Mon. May 27, 2019 3:30 PM - 5:00 PM Poster Hall (International Exhibition Hall8, Makuhari Messe)

convener:Shin-ichi Ito(Atmosphere and Ocean Research Institute, The University of Tokyo), Takafumi Hirata(Faculty of Environmental Earth Science, Hokkaido University), Enrique N Curchitser(Rutgers University New Brunswick), Eileen E Hofmann(Old Dominion University)

[AOS12-P08] Impacts of cyclonic eddies on phytoplankton biomass and phenology in the Kuroshio Extension region

*Eko Siswanto1, Yoshikazu Sasai1 (1.Japan Agency for Marine-Earth Science and Technology)

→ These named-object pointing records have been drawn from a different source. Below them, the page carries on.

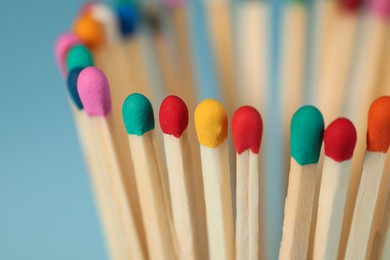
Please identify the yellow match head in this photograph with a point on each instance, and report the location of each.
(211, 123)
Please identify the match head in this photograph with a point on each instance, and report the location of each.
(64, 42)
(174, 3)
(129, 18)
(211, 123)
(94, 91)
(340, 140)
(350, 5)
(378, 132)
(307, 129)
(173, 116)
(381, 8)
(105, 16)
(247, 127)
(152, 19)
(72, 87)
(90, 31)
(137, 113)
(79, 56)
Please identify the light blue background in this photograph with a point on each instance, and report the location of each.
(46, 205)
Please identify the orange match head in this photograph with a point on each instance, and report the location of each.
(378, 132)
(90, 31)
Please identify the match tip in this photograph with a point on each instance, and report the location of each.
(381, 8)
(129, 18)
(90, 31)
(378, 132)
(72, 87)
(79, 57)
(137, 113)
(247, 127)
(94, 91)
(63, 43)
(173, 116)
(350, 5)
(307, 129)
(211, 123)
(340, 140)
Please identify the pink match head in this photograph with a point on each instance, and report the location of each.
(340, 140)
(63, 44)
(173, 116)
(174, 3)
(94, 92)
(380, 8)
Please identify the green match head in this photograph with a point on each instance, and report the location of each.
(297, 2)
(137, 113)
(79, 57)
(307, 129)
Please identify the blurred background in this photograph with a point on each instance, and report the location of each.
(328, 53)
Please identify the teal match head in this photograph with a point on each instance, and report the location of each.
(307, 129)
(79, 57)
(137, 113)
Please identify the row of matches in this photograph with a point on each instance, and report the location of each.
(168, 210)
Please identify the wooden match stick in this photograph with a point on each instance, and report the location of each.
(247, 129)
(94, 92)
(307, 128)
(211, 128)
(62, 46)
(378, 141)
(139, 121)
(339, 142)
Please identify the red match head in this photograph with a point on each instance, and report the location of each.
(340, 140)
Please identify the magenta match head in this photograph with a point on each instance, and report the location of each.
(94, 92)
(380, 8)
(340, 140)
(63, 44)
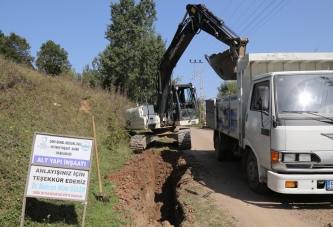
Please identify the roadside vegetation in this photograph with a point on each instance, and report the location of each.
(32, 102)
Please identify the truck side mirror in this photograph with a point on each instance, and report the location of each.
(262, 97)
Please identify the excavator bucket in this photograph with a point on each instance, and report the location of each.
(224, 65)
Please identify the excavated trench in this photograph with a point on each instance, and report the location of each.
(147, 188)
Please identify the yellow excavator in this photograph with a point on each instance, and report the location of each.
(176, 107)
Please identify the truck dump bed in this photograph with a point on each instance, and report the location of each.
(222, 114)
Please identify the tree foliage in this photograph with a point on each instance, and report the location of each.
(52, 59)
(130, 60)
(227, 88)
(15, 48)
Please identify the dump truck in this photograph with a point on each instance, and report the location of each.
(280, 121)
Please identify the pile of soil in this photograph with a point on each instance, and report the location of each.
(147, 187)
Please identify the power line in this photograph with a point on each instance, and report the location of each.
(236, 9)
(264, 17)
(251, 14)
(259, 14)
(270, 17)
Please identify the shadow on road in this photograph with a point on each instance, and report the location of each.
(225, 178)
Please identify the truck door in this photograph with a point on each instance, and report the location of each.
(258, 122)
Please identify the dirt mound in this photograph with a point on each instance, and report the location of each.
(146, 188)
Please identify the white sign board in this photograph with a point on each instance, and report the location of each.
(57, 183)
(59, 169)
(61, 151)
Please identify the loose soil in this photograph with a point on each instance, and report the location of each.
(154, 187)
(146, 188)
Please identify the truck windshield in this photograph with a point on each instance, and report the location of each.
(304, 94)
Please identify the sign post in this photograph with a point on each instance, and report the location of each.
(59, 168)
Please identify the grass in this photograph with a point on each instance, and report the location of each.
(31, 102)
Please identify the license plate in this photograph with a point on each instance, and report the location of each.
(329, 185)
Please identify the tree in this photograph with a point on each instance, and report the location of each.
(227, 88)
(130, 60)
(15, 48)
(52, 59)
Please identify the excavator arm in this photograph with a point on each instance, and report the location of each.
(198, 18)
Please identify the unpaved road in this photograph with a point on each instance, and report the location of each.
(233, 195)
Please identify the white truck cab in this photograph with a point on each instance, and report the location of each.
(280, 120)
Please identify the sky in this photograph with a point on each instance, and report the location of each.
(270, 25)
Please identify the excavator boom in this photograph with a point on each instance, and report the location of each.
(198, 17)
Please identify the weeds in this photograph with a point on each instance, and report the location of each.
(31, 102)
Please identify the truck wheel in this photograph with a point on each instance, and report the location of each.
(253, 175)
(219, 153)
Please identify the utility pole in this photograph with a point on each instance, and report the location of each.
(195, 75)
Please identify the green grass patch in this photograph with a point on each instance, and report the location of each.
(31, 102)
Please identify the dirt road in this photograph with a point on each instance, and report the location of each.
(233, 195)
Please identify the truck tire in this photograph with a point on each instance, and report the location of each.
(253, 175)
(222, 151)
(219, 154)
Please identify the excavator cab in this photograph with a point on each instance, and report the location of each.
(184, 105)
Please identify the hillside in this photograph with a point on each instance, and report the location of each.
(32, 102)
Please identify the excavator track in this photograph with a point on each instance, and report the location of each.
(138, 143)
(184, 139)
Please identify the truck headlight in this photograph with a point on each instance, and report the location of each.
(289, 157)
(304, 157)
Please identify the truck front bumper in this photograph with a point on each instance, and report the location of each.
(306, 183)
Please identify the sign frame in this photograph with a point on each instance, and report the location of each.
(52, 165)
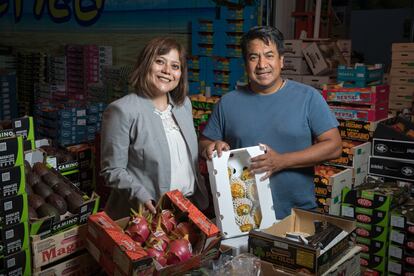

Keywords:Ocean color, Phytoplankton, Bloom onset, Upwelling

Two-decade ocean color chlorophyll-a concentration (CHL, a metric of phytoplankton biomass) data from 1997 to 2017 were used to comprehend the impact of cyclonic eddies on phytoplankton biomass and phenology in the Kuroshio Extension region (KE) of the western North Pacific Ocean. The CHL data have 4-km and 8-day spatiotemporal resolution and were acquired from the ESA Ocean Colour-Climate Change Initiative (http://www.esa-oceancolour-cci.org/). Prior to defining spring bloom onset, spatiotemporal gaps in CHL data were filled by applying empirical orthogonal function-based interpolation. The analysis was mainly focused on the winter season (January-March) as oceanographic conditions during the winter largely control phytoplankton spring bloom in terms of both magnitude and onset. Based on winter sea surface height anomaly (SSHa), cyclonic eddies (negative SSHa) were dominant mainly within the periods from 1998 to 2001 and from 2005 to 2009, whereas anti-cyclonic eddies (positive SSHa) were dominant mainly within the periods from 2002 to 2004 and from 2011 to 2015. Based on datasets from all seasons, the concurrences of negative SSHa and positive phytoplankton chlorophyll anomaly (CHLa) were observed, albeit not always. This indicates an eddy-induced upwelling supplies nutrients to the near-surface layer. Upwelled nutrients eventually promote phytoplankton growth. Such a concurrence of low SSHa and high CHLa was less obvious during the winter indicating that another factor (such as intense winter vertical mixing) also non-trivially controlled nutrient input to the surface layer, and hence CHLa variability. Overall temporal mean indeed showed that the active cyclonic eddy area (approximately south of the Kuroshio Current main axis) was characterized by high CHLa, low SSHa, and shoaled mixed layer. In this study, a Cumulative Sum method was applied to find phytoplankton spring bloom onset. Correlation between SSHa and spring bloom onset time was investigated, and it was found that approximately over the active cyclonic eddy area, positive correlation between winter/late winter SSHa and time of spring bloom onset was observed. Such a positive correlation indicates that cyclonic eddies during the winter likely tended to advance phytoplankton spring bloom onset.